Da kommt die Aussicht gelegen, dass sich die frühere britische Gesundheitsstaatssekretärin bald auf eine eigene Institution stützen könnte: Der EAD solle schlanker organisiert sein als nationale diplomatische Dienste, hieß es aus Ashtons Umfeld. Gut 1100 Diplomaten und ein Gesamtpersonalstand von bis zu 6000 Bediensteten sei angestrebt. Die umfassten auch schon lokales Personal in 130 EU-Delegationen.

Hundert neue Posten

Zudem werde weitgehende Kostenneutralität des neuen Dienstes angestrebt. Schließlich soll das Gros der neuen Diplomaten bloß aus den bisher für Außenpolitik zuständigen Abteilungen von EU-Kommission und EU-Ratssekretariat umgeschichtet werden.

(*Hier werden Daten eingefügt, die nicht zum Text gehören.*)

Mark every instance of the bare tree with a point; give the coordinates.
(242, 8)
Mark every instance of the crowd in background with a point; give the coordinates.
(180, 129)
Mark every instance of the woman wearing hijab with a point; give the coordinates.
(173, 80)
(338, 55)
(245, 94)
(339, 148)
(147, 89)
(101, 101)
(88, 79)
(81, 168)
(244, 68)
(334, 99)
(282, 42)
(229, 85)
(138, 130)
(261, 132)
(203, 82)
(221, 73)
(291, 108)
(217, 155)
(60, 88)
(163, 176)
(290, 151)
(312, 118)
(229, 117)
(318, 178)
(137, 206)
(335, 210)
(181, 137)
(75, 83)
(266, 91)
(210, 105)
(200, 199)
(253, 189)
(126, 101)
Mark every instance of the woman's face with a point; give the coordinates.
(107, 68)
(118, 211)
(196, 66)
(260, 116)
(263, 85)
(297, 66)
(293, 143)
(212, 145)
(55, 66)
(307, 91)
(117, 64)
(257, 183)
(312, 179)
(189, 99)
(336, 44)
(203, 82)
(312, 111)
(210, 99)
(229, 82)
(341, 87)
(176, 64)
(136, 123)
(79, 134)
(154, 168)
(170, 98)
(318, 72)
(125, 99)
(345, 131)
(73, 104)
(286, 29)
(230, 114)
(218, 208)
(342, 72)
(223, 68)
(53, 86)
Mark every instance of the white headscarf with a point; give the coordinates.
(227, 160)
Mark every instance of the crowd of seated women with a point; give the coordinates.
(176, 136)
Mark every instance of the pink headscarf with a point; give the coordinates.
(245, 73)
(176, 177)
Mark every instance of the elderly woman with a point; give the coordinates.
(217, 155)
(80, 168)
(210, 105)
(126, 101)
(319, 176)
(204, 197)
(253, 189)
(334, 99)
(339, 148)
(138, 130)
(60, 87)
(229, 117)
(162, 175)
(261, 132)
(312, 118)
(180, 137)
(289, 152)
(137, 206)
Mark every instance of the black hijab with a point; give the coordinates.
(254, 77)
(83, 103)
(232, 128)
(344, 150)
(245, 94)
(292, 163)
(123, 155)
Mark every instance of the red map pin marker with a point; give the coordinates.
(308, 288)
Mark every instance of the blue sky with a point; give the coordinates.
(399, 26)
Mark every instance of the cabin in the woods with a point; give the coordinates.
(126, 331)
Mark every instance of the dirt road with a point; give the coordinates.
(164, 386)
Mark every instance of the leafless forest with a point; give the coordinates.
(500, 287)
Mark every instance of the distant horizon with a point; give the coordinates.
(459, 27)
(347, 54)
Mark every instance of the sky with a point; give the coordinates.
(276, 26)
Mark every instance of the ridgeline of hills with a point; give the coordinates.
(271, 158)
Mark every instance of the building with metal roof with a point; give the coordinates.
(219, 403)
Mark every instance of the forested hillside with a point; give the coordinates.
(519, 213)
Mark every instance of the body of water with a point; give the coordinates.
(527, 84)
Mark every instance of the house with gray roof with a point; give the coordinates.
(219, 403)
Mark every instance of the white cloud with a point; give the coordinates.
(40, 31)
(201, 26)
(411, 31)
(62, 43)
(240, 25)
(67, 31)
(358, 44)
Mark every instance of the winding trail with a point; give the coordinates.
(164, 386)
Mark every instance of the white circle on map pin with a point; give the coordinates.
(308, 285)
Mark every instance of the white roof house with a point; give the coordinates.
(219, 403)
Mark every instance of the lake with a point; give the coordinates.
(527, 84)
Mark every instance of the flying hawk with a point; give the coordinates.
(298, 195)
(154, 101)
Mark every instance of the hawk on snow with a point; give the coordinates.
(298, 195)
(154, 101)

Nur rund 250 Posten sollen aus den Außenministerien der Mitgliedstaaten kommen, etwa 100 davon würden neu geschaffen. Frühere Zugeständnisse an das EU-Parlament wie die volle Haushaltskontrolle durch die Abgeordneten über den EAD wurden präzisiert. Darunter fällt auch das formell letzte Wort der EU-Kommission bei strategischen Entscheidungen und der operativen Durchführung von Entwicklungshilfe und Nachbarschaftspolitik. Entwickelt werden die Konzepte aber künftig über die zuständigen Abteilungen im EAD. Die Kommissare für Entwicklungshilfe und Nachbarschaftspolitik oder der Außenminister des jeweiligen Vorsitzlandes sollen Ashton politisch vertreten können. Wenn das Parlament dem Kompromiss Anfang Juli final zustimmt, könnten die EU-Außenminister den EAD noch im selben Monat formell einrichten. Im Idealfall könnte er zum ersten Geburtstag des Lissabonner Vertrags am 1. Dezember die Arbeit aufnehmen.

Spätestens dann soll nach Auskunft von Ashtons stellvertretender Sprecherin auch das Presseteam wieder vollzählig sein. Alle kursierenden Geschichten dementierte sie: Ashton gehe nicht am Donnerstag ins Wochenende und sei immer telefonisch erreichbar. Die Terminkoordination werde besser funktionieren, wenn das System einmal eingespielt ist. Ein weiteres hartnäckiges Gerücht besagt freilich, dass Ashton bis dahin der frühere britische Außenminister David Miliband ersetzen könnte.